Navigating the first 90 days in the top job.
New association CEOs must focus on three things in their first three months: prioritizing goals for success, as identified by and agreed to with the board of directors; assessing staff knowledge and abilities; and understanding the organization’s culture.
By executing these actions well, says Beth Brooks, CAE, chief executive of the Texas Society of Association Executives and author of The New CEO’s Guide, leaders can avoid common mistakes such as underestimating the time needed to build a relationship with the board, especially its chair.
“If you understand the processes and governance, you will have a much easier time in your first CEO role,” she says.
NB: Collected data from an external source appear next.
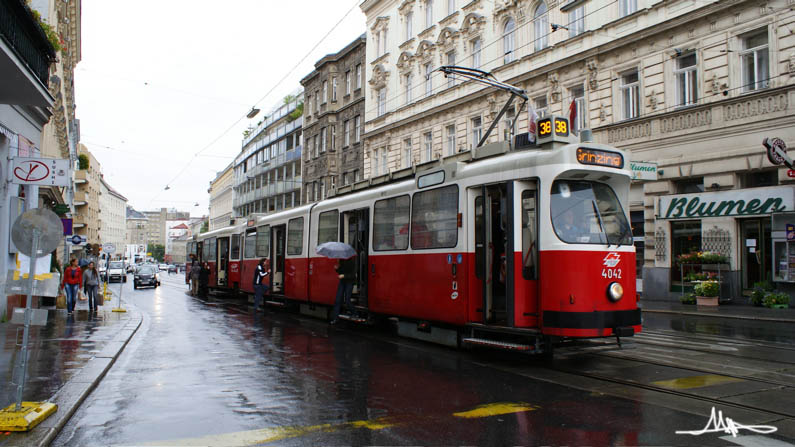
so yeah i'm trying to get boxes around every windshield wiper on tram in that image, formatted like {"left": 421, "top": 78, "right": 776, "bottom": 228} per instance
{"left": 591, "top": 200, "right": 609, "bottom": 248}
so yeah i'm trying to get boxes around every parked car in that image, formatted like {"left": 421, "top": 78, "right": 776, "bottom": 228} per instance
{"left": 126, "top": 264, "right": 135, "bottom": 273}
{"left": 168, "top": 264, "right": 177, "bottom": 273}
{"left": 106, "top": 261, "right": 127, "bottom": 283}
{"left": 133, "top": 265, "right": 160, "bottom": 289}
{"left": 158, "top": 264, "right": 168, "bottom": 271}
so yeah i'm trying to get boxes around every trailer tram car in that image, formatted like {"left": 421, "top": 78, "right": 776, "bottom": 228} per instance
{"left": 187, "top": 116, "right": 641, "bottom": 355}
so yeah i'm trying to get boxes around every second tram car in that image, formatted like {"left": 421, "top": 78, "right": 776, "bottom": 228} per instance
{"left": 187, "top": 117, "right": 641, "bottom": 354}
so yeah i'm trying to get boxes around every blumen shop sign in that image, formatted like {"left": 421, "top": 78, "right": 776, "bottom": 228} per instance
{"left": 659, "top": 186, "right": 794, "bottom": 219}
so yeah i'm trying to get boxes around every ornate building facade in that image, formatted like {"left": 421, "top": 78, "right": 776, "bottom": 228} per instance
{"left": 301, "top": 35, "right": 367, "bottom": 202}
{"left": 360, "top": 0, "right": 795, "bottom": 300}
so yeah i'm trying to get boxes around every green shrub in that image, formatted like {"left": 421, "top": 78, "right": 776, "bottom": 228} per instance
{"left": 694, "top": 280, "right": 719, "bottom": 297}
{"left": 680, "top": 293, "right": 696, "bottom": 304}
{"left": 750, "top": 281, "right": 774, "bottom": 306}
{"left": 78, "top": 154, "right": 89, "bottom": 170}
{"left": 700, "top": 252, "right": 728, "bottom": 264}
{"left": 763, "top": 292, "right": 790, "bottom": 308}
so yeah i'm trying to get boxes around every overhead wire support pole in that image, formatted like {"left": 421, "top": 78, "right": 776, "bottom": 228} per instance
{"left": 436, "top": 66, "right": 528, "bottom": 149}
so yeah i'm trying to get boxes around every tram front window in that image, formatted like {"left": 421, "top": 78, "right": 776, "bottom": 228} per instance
{"left": 551, "top": 180, "right": 632, "bottom": 246}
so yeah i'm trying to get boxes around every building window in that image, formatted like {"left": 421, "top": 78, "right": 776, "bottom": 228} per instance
{"left": 503, "top": 18, "right": 516, "bottom": 64}
{"left": 620, "top": 70, "right": 640, "bottom": 120}
{"left": 377, "top": 88, "right": 386, "bottom": 116}
{"left": 424, "top": 62, "right": 433, "bottom": 97}
{"left": 375, "top": 31, "right": 381, "bottom": 57}
{"left": 534, "top": 96, "right": 548, "bottom": 118}
{"left": 445, "top": 124, "right": 456, "bottom": 156}
{"left": 619, "top": 0, "right": 637, "bottom": 17}
{"left": 446, "top": 51, "right": 456, "bottom": 88}
{"left": 675, "top": 53, "right": 697, "bottom": 107}
{"left": 503, "top": 106, "right": 516, "bottom": 141}
{"left": 403, "top": 138, "right": 413, "bottom": 168}
{"left": 381, "top": 147, "right": 388, "bottom": 174}
{"left": 405, "top": 73, "right": 413, "bottom": 104}
{"left": 345, "top": 71, "right": 351, "bottom": 95}
{"left": 322, "top": 81, "right": 328, "bottom": 104}
{"left": 471, "top": 38, "right": 481, "bottom": 68}
{"left": 423, "top": 131, "right": 433, "bottom": 162}
{"left": 355, "top": 115, "right": 361, "bottom": 142}
{"left": 470, "top": 116, "right": 482, "bottom": 149}
{"left": 570, "top": 85, "right": 586, "bottom": 132}
{"left": 373, "top": 149, "right": 380, "bottom": 176}
{"left": 570, "top": 6, "right": 584, "bottom": 37}
{"left": 405, "top": 11, "right": 413, "bottom": 40}
{"left": 314, "top": 91, "right": 319, "bottom": 111}
{"left": 332, "top": 77, "right": 338, "bottom": 102}
{"left": 675, "top": 177, "right": 704, "bottom": 194}
{"left": 344, "top": 120, "right": 350, "bottom": 147}
{"left": 426, "top": 0, "right": 434, "bottom": 28}
{"left": 742, "top": 170, "right": 778, "bottom": 188}
{"left": 313, "top": 135, "right": 319, "bottom": 158}
{"left": 672, "top": 221, "right": 701, "bottom": 282}
{"left": 741, "top": 29, "right": 769, "bottom": 92}
{"left": 534, "top": 2, "right": 548, "bottom": 51}
{"left": 354, "top": 169, "right": 360, "bottom": 182}
{"left": 320, "top": 128, "right": 327, "bottom": 153}
{"left": 330, "top": 125, "right": 336, "bottom": 151}
{"left": 355, "top": 64, "right": 362, "bottom": 89}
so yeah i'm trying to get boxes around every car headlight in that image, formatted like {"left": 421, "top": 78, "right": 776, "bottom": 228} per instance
{"left": 607, "top": 282, "right": 623, "bottom": 302}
But that alone doesn’t ensure smooth sailing. “When a staff person moves into the top job, it can be tricky to understand what to keep as status quo and, if changes are wanted by the board, how to make the most efficient transition,” Brooks says. “There are differences between a staff professional moving up in the same association and a staff person coming into a new CEO role with a different association. You need to know what you’re walking into.”
She cautions against adopting profound changes quickly unless the organization is in crisis mode. “If the board has hired you as a turnaround agent, you need [a] plan for assessing the association and staff,” says Brooks. “Be upfront with staff about the timeline and outline your process.”
Don’t underestimate the power of “soft skills,” such as flexibility and time management, either. “Soft skills will make or break a new CEO,” Brooks says. “My best advice is to learn the culture of the organization. Ask questions and listen.”